= Martin Giroux =

Canadian pop singer (born 1979)

Martin Giroux (born 23 May 1979) is a Canadian pop singer. Hailing in Gatineau, Giroux sings mostly in French. He first became known as a contestant on the TV series Star Académie in 2004. He later had success with the radio hit "J't'aimerai encore". Plays the role of Phoebus in the French revival of the musical Notre-Dame de Paris (premiered in November 2016).

== Early life ==
Giroux was born in Gatineau, Quebec.
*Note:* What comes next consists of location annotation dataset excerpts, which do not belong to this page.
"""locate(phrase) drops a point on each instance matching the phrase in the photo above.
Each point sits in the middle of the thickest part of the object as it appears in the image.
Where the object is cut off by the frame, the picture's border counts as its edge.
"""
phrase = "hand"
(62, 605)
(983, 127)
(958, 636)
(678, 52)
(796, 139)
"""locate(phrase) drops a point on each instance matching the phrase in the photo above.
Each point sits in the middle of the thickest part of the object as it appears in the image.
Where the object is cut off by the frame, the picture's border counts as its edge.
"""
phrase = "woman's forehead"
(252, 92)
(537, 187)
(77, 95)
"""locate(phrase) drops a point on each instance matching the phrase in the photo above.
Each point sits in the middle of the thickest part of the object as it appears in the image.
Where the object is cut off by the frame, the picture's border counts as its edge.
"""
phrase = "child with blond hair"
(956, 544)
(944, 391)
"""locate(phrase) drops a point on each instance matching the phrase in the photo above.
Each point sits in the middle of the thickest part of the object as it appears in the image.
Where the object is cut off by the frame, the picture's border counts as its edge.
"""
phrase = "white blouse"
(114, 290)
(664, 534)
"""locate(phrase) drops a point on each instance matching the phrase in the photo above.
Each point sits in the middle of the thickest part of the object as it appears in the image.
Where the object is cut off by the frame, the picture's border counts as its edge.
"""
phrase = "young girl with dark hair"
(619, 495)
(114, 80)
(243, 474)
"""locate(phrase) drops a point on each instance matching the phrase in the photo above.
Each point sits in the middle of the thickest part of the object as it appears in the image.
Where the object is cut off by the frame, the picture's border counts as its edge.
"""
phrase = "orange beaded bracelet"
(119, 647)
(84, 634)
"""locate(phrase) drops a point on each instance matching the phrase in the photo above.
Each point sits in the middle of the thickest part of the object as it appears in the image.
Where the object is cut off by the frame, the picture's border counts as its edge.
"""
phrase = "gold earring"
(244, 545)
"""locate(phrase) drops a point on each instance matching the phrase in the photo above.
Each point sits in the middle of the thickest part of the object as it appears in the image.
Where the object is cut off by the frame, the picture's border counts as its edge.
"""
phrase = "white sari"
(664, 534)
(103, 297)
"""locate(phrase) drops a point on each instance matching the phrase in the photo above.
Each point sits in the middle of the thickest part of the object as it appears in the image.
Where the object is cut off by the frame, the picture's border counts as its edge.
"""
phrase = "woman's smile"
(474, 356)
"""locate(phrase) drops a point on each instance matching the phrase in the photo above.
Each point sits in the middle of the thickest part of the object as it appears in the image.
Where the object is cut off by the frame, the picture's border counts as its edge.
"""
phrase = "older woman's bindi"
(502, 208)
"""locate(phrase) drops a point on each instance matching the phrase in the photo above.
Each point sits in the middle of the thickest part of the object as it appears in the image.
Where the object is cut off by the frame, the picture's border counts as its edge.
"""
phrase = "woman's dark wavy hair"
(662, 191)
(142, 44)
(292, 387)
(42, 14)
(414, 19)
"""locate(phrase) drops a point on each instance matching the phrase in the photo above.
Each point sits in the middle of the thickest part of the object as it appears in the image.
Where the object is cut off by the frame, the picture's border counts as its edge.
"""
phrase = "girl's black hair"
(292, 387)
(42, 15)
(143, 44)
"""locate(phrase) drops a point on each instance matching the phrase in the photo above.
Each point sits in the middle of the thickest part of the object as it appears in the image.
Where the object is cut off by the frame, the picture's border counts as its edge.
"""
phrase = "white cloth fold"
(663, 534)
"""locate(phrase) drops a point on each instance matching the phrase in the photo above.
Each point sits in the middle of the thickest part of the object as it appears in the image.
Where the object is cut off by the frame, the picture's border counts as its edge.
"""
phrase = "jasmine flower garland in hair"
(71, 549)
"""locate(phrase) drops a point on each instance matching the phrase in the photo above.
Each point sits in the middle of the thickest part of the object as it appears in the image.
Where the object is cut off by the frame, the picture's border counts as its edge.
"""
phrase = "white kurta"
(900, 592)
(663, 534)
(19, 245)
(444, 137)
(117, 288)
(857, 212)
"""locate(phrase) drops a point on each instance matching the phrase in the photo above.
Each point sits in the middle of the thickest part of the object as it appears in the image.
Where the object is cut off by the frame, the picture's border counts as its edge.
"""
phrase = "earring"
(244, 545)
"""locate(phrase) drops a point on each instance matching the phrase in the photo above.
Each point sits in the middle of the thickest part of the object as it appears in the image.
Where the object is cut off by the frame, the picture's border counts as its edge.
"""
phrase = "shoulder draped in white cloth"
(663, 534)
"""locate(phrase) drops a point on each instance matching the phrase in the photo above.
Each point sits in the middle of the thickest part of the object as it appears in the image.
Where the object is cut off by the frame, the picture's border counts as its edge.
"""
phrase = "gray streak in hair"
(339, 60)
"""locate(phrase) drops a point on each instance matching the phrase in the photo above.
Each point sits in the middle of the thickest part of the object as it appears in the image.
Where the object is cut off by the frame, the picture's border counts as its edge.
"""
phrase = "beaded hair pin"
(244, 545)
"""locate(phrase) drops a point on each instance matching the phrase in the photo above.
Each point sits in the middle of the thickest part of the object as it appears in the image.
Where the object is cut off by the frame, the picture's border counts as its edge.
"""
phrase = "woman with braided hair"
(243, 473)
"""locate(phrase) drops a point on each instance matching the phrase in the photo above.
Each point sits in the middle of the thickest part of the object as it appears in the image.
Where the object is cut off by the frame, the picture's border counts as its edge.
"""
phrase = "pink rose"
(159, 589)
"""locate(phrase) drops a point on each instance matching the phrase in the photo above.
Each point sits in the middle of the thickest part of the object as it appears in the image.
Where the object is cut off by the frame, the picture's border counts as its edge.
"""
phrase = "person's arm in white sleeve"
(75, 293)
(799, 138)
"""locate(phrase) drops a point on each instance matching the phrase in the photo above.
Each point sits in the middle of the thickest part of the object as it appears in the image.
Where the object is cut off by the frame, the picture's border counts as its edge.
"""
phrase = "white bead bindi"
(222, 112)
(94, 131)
He began playing guitar at age 12, and from age 16 performed in venues in the Outaouais region of Quebec.

== Music career ==
In 2001, he participated in a number of contests including Tout nouveau, tout show where he was one of three finalists alongside Pierre Lapointe.

In 2004, his profile increased after being asked to participate in the reality TV contest Star Académie. He toured with previous runner-up Marie-Élaine Thibert.

His debut album, Faut que j'te dise..., was released in 2005, and the single "J't’aimerai encore" stayed at number one for nine weeks on the Top 100 BDS Francophone.

In 2006, he understudied the lead role in the Québécois musical Dracula – Entre l'amour et la mort. He also had roles in other musicals such as Joe Dassin – La grande fête musicale and Party Time.

His subsequent albums were En cavale in 2008, and La vie ça s'mérite in 2010, for which he wrote all the music and lyrics.

From November 2016 Martin Giroux plays the role of Captain Phoebus in the musical Notre-Dame de Paris as a member of its main cast.